Bertelsmann, the German media group, has launched a new music publishing venture with Kohlberg Kravis Roberts to acquire catalogues of songs with about €250m ($348m) of financing from the US private equity group.

The venture marks a strategic departure for KKR, which completed some of the world’s biggest leveraged buy-outs during the debt bubble, but is now looking for new ways to do deals after bank loans dried up.

For Bertelsmann, the deal allows it to rebuild its music publishing activity, after selling most of its catalogue to Universal Music in 2006, without having to finance the expansion from its already stretched balance sheet.
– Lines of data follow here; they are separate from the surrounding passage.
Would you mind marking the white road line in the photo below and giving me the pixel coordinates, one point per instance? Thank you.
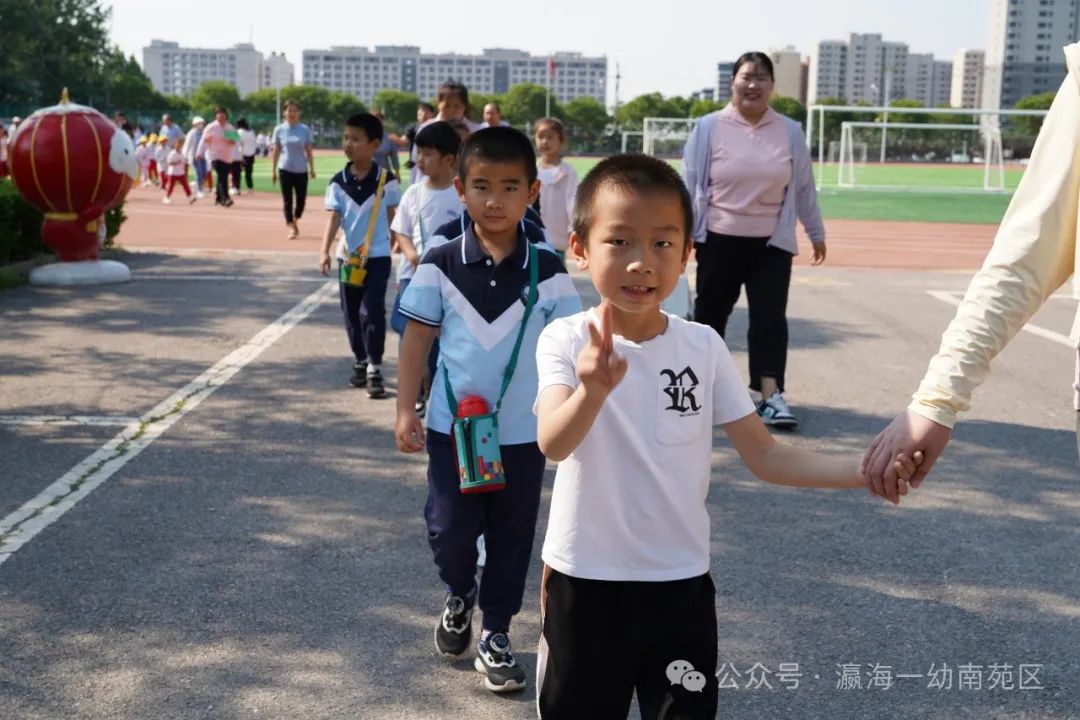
(247, 279)
(21, 526)
(954, 298)
(66, 420)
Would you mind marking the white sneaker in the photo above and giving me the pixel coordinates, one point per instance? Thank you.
(774, 411)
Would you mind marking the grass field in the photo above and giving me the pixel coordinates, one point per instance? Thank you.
(930, 199)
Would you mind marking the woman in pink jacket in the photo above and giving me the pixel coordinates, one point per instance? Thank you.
(218, 140)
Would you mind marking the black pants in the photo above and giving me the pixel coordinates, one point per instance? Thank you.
(248, 166)
(293, 186)
(507, 517)
(223, 170)
(726, 263)
(365, 312)
(237, 168)
(603, 640)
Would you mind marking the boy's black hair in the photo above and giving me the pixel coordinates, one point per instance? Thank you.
(366, 122)
(441, 136)
(498, 145)
(637, 173)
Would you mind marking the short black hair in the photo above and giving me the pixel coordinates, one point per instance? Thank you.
(760, 59)
(498, 145)
(441, 136)
(366, 122)
(637, 173)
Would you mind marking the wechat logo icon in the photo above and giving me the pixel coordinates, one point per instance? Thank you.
(682, 673)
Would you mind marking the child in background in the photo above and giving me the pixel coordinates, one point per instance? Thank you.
(472, 291)
(176, 173)
(161, 159)
(629, 396)
(144, 155)
(558, 182)
(424, 207)
(351, 197)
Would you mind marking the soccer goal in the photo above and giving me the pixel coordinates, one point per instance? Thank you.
(961, 143)
(665, 137)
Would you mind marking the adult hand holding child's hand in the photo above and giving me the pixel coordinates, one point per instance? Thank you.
(599, 367)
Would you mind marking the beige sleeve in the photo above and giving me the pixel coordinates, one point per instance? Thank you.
(1033, 255)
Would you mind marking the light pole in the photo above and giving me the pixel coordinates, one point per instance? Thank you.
(885, 126)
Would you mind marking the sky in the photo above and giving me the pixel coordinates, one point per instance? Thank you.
(671, 49)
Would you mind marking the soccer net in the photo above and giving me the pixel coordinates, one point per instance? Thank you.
(665, 137)
(960, 147)
(859, 152)
(918, 149)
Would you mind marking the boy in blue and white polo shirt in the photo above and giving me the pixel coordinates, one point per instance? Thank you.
(350, 198)
(472, 290)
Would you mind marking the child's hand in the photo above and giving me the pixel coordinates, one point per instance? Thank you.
(599, 367)
(905, 471)
(408, 432)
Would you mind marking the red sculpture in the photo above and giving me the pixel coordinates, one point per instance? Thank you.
(73, 164)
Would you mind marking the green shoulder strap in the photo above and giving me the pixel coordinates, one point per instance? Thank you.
(509, 372)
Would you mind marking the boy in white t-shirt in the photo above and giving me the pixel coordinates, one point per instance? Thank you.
(426, 206)
(626, 403)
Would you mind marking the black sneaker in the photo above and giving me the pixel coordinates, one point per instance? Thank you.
(454, 630)
(375, 386)
(497, 664)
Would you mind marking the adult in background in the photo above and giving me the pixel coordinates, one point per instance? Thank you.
(293, 161)
(246, 151)
(217, 143)
(191, 141)
(748, 172)
(493, 116)
(424, 111)
(1034, 254)
(171, 131)
(387, 154)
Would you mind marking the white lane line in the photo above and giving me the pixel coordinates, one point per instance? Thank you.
(247, 279)
(66, 420)
(21, 526)
(954, 298)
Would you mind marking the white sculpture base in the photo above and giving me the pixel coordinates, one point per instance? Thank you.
(84, 272)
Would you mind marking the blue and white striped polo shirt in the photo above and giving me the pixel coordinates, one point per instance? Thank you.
(353, 199)
(480, 307)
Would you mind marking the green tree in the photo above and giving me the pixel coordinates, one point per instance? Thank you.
(526, 103)
(585, 114)
(397, 107)
(633, 113)
(342, 106)
(216, 93)
(51, 44)
(1030, 126)
(703, 107)
(790, 107)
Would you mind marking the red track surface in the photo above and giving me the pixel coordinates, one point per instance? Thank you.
(255, 222)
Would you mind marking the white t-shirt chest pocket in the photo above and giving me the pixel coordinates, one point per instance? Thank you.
(682, 404)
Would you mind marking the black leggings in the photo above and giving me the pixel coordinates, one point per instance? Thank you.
(726, 263)
(223, 170)
(293, 185)
(248, 166)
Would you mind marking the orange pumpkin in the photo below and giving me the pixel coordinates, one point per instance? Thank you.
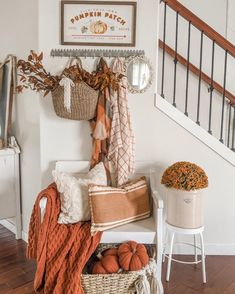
(111, 251)
(98, 27)
(107, 265)
(132, 256)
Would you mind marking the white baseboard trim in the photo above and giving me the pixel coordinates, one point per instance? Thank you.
(11, 227)
(210, 248)
(194, 129)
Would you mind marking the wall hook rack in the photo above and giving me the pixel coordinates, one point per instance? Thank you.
(95, 53)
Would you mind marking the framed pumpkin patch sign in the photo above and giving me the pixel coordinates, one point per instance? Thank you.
(98, 23)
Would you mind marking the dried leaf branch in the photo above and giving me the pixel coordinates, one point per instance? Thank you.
(34, 76)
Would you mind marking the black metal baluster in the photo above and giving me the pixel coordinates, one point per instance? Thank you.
(163, 52)
(199, 81)
(229, 122)
(223, 102)
(187, 76)
(211, 86)
(233, 130)
(175, 59)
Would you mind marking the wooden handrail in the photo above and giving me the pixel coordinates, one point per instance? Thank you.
(196, 71)
(201, 25)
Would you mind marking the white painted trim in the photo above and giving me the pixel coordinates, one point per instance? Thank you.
(189, 125)
(11, 227)
(210, 249)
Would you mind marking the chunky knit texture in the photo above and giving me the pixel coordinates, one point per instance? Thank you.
(61, 251)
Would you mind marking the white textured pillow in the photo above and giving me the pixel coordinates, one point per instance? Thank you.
(74, 193)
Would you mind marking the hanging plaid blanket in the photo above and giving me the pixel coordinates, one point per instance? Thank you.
(121, 149)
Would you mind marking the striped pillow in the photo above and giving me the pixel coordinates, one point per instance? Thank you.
(111, 207)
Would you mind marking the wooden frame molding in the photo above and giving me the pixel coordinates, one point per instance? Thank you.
(201, 25)
(196, 71)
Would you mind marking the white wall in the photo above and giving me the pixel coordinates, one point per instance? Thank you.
(19, 34)
(158, 139)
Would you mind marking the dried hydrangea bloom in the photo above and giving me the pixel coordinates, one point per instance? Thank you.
(185, 176)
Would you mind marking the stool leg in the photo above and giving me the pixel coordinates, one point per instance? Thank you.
(195, 249)
(170, 257)
(203, 259)
(165, 243)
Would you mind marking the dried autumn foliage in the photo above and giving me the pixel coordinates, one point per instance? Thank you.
(185, 176)
(34, 76)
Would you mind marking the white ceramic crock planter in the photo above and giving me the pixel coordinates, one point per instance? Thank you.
(185, 208)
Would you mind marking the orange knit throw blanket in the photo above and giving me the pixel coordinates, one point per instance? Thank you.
(61, 251)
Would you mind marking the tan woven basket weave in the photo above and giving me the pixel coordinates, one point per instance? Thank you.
(110, 283)
(83, 102)
(123, 283)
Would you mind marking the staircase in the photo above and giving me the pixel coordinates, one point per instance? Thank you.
(197, 78)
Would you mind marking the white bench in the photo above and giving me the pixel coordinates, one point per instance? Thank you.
(148, 231)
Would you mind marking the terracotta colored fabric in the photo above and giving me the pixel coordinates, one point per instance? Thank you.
(112, 207)
(121, 149)
(61, 251)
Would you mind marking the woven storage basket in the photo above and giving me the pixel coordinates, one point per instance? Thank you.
(83, 102)
(110, 283)
(123, 283)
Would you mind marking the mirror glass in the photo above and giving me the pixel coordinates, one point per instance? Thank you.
(138, 74)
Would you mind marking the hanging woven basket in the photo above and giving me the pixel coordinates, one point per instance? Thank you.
(83, 102)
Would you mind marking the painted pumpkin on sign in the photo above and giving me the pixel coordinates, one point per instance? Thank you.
(98, 27)
(132, 256)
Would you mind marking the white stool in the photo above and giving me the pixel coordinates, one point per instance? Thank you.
(171, 231)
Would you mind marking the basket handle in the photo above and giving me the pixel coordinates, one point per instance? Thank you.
(77, 61)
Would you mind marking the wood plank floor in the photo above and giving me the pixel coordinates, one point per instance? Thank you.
(17, 273)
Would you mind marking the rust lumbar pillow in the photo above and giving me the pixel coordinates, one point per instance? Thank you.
(111, 207)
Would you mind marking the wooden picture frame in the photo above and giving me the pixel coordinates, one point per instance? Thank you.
(98, 23)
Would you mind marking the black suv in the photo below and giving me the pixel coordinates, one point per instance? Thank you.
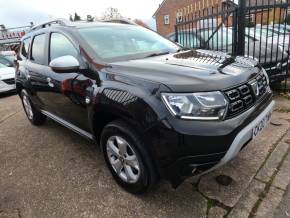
(158, 111)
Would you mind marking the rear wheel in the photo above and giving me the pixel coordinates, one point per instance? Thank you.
(33, 115)
(127, 158)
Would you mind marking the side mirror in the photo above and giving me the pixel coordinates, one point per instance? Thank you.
(65, 64)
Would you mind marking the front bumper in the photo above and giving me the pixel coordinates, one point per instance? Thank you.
(185, 148)
(4, 87)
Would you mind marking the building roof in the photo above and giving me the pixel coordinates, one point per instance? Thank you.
(160, 6)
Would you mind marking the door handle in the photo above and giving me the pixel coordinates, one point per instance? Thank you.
(49, 82)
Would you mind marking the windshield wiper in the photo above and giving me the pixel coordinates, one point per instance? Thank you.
(158, 54)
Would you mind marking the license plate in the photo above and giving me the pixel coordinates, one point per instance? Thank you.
(261, 125)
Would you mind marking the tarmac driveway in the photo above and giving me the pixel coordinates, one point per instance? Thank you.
(49, 171)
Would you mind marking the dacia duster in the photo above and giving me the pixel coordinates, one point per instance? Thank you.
(157, 111)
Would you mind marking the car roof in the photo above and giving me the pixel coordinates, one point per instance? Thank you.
(75, 25)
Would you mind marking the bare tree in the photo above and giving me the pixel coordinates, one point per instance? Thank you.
(111, 14)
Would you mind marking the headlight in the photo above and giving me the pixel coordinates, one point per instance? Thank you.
(196, 106)
(266, 75)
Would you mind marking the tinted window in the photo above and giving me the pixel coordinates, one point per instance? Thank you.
(38, 49)
(61, 46)
(25, 47)
(6, 62)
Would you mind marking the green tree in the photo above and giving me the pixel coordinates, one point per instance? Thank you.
(111, 14)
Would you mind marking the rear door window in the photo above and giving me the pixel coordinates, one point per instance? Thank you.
(38, 49)
(25, 47)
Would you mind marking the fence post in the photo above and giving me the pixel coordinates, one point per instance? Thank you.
(176, 31)
(241, 28)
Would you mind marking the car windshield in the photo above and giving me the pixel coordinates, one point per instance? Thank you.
(259, 32)
(125, 42)
(11, 58)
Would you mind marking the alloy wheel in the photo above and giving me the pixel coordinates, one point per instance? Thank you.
(123, 159)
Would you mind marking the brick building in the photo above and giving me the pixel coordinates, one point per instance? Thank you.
(171, 11)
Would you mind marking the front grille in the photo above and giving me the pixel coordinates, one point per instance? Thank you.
(9, 81)
(244, 96)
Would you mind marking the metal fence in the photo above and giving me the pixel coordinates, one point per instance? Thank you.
(254, 28)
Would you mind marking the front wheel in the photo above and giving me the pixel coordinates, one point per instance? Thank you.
(127, 158)
(33, 115)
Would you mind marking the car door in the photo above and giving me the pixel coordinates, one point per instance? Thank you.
(67, 90)
(36, 68)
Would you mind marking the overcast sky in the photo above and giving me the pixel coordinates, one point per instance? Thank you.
(15, 13)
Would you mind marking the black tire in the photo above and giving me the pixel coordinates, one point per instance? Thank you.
(147, 176)
(34, 116)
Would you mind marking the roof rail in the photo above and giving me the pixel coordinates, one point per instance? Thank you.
(120, 20)
(61, 21)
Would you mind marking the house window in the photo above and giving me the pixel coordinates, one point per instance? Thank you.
(179, 17)
(166, 19)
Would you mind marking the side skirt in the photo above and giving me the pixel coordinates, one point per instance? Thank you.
(69, 125)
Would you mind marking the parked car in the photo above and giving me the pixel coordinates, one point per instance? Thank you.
(270, 35)
(156, 110)
(265, 53)
(9, 56)
(7, 78)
It also provides the German group with a means to invest in a faster-growing area than its other traditional businesses such as its Random House books division or magazine subsidiary Gruner+Jahr.

The venture will be formed by Bertelsmann spinning out BMG Rights Management, a collection of songs by about 300 artists mostly left over from the sale of the German group’s share of its music joint venture with Sony last year.

It owns songs by Kylie Minogue, Nena, Roy Orbison, Mecano and The Beautiful South. When the new venture completes its first acquisition, which is expected by the end of the year, KKR would inject €250m of equity in return for a 51 per cent stake.

”This is an innovative type of private equity, it is a build-up, together with a large corporate, a more entrepreneurial type of deal, about backing a good management team,” said Philipp Freise, a KKR director responsible for media deals.

Several large music catalogues could soon be put up for sale. ABKCO Music & Records, which owns songs by the Rolling Stones, the Animals, and the Kinks, could be put on the block after its owner Allen Klein died last weekend.

There is also speculation about the future of Michael Jackson’s share of Sony ATV, which owns more than 250 Beatles songs, and the Mijac catalogue, which includes the singer’s own rights, after he died last month leaving heavy debts.

Hartwig Masuch, chief executive of BMG Rights Management, said: “This is a very fragmented market, with many small companies, so you don’t necessarily have to target the biggest catalogues.”

Music publishing’s relatively steady cashflow, which continues to grow even as recorded music sales are eroded by internet piracy, has attracted several private equity groups, and underpinned the buy-outs of both Warner Music and EMI.

A bigger prize would be EMI Music Publishing, but Terra Firma, the private equity group that bought EMI in 2007, would be reluctant to part with its most prized asset.

Valuations of catalogues, can vary widely, with multiples of net publishers’ share – the measure of income in the publishing business – dictated by the quality of the catalogue and the number of years left until its rights expire.

The new venture brings together two competitors from television broadcasting, as KKR owns a stake in ProSiebenSat.1 and Bertelsmann owns RTL.

But KKR has shown interest in Bertelsmann’s music business in the past, teaming up unsuccessfully with EMI to bid for BMG Music Publishing when it was sold in 2006. Now Bertelsmann is short of cash, KKR has swooped again.

Hartmut Ostrowski, its chief executive, has stated that Bertelsmann has limited capacity for acquisitions, having ended last year with €6.6bn in debt, just above its leverage ceiling of three times earnings.